WE HAVE A GREAT WELSH INTERNATIONAL
We have a great Welsh international
Known affectionately as Griff
Well when I say he’s Welsh
His parents once went to Cardiff
BERNHARD CARL "BERT" TRAUTMANN, OBE
(22 OCTOBER 1923 – 19 JULY 2013)
We have just seen the passing of a true sporting legend.
Bert Trautmann was born and bred during the toughest of times to be a german, during the inter-war years.
During the second world war he fought for three years as a paratrooper on the Eastern Front, where he was awarded five medals one of which being the Iron Cross.
But it was towards the end of the war that he was transferred to the Western Front where he was captured by the British.
He spent his captivity in a prisoner-of-war camp in Lancashire at Ashton-in-Makerfield, where he worked on the land until his release date in 1948.
At that point Trautmann refused repatriation, and chose instead to settle in Lancashire continuing to work on the land as a farm labourer.
In his spare time he played as a goalkeeper for his local football team St Helens Town.
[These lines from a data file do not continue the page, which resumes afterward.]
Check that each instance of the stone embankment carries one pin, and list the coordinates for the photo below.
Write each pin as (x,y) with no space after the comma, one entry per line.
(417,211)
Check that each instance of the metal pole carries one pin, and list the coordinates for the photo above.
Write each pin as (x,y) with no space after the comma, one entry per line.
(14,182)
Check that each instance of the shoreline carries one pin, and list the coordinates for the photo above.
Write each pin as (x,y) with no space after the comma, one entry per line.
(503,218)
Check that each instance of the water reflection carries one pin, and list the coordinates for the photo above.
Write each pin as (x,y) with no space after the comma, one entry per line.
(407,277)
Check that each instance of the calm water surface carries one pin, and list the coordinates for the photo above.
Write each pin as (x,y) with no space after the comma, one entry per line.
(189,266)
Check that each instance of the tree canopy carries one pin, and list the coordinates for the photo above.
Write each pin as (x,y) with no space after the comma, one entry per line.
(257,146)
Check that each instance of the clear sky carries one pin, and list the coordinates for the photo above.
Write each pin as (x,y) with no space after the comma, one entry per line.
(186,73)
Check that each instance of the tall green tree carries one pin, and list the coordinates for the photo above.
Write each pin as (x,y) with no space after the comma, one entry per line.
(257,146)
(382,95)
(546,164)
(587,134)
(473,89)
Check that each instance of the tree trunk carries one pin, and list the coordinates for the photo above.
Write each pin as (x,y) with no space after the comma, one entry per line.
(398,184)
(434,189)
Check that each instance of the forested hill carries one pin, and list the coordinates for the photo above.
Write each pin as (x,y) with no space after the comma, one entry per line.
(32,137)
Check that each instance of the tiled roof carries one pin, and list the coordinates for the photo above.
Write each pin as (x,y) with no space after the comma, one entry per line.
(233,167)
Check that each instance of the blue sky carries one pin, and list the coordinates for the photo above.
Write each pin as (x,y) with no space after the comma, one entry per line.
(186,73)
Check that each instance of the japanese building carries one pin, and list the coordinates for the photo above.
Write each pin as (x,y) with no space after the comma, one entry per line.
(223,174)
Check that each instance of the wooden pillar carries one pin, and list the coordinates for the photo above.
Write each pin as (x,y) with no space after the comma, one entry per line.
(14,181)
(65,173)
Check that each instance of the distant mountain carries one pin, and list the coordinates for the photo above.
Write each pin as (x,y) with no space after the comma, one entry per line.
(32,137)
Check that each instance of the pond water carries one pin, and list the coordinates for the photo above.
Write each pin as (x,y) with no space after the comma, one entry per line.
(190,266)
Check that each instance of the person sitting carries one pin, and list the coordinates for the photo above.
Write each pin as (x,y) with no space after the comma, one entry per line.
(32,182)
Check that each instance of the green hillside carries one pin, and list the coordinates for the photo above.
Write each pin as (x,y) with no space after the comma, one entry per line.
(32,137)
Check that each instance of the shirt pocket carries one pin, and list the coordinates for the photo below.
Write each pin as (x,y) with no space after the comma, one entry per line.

Where his performances brought him to the attention of First Division side Manchester City for whom he signed in October 1949.
However in a City that suffered terribly at the hands of the Luftwaffe the club's decision to sign a former German paratrooper sparked huge protests.
But through his performances he won over all but the hardest hearts and was accepted,
It was in 1956 that Bert Trautmann entered football folklore when he played for Man City in the FA Cup Final against Birmingham City and played the last 17 minutes of the match with a broken neck on the way to winning the cup.
He continued to play for Manchester City until his retirement in 1964 after making 545 appearances for the club.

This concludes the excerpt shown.